Toledo’s Tenderloin was located in the general area of Washington and Lafayette streets between St. Clair and Erie, with smaller clusters of ‘immoral houses’ nearby on intersecting streets. Newspapers of the day paint a picture of the Tenderloin District as an area “beneath the dead line” where thieves, gamblers, grafters, sporting women, degenerates and drunks ran free.  The police department did its best to control things, but could not keep up and often looked the other way.  In the late 1800’s and early 1900’s there had been many efforts by Toledo’s leaders to clean up the area, but none were entirely successful until the United States entered World War I.

In the spring of 1918, concern expressed by national leaders about the effects of vice on the shrinking pool of draft-age young men and the factory workers supporting the war effort had escalated, so the pressure was on for cities to do what they could to protect these potential soldiers from the ravages of vice, venereal disease and crime that might keep them out of the army.  Cities were strongly encouraged to clean up their high-crime areas for both social health and patriotic reasons.  The call to action was seen as a mandate as well as an opportunity.

It was a sign of the prevailing attitudes of the day that city fathers and religious leaders felt that it was the young men, not the ladies, who were the hapless victims whose virtue was being ruined by the street women.  They needed to be protected from the evils of street life in the vice zone.  And so the end of April 1918 was chosen as the deadline to shut down the Tenderloin.

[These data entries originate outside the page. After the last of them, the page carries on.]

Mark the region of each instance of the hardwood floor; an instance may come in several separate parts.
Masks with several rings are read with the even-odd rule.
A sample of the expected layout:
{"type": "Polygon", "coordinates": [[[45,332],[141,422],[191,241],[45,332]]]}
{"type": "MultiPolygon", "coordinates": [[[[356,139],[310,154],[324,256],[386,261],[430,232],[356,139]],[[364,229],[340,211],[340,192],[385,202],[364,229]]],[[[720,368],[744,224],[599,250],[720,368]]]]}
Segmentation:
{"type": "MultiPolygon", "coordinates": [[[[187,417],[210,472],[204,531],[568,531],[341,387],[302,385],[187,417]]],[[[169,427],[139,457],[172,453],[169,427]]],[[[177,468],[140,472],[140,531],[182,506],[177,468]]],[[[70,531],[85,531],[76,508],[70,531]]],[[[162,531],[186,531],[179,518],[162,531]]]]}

By midnight of Tuesday, May 1st, 35 resorts were closed and dark.  As the Toledo Blade reported in their late edition May 1, 1918,

“For the first night in years, excepting Sunday restrictions, the tinkle of the mechanical pianos and the skulking of women of the underworld, clandestine lovers, parasites, criminals, the occasional street fight or the back room brawl which brought policemen scampering, the coming and going of taxicabs with mysterious ‘fares,’ the savory odor of the sandwich man’s wares – for the first night in years all of these were gone.”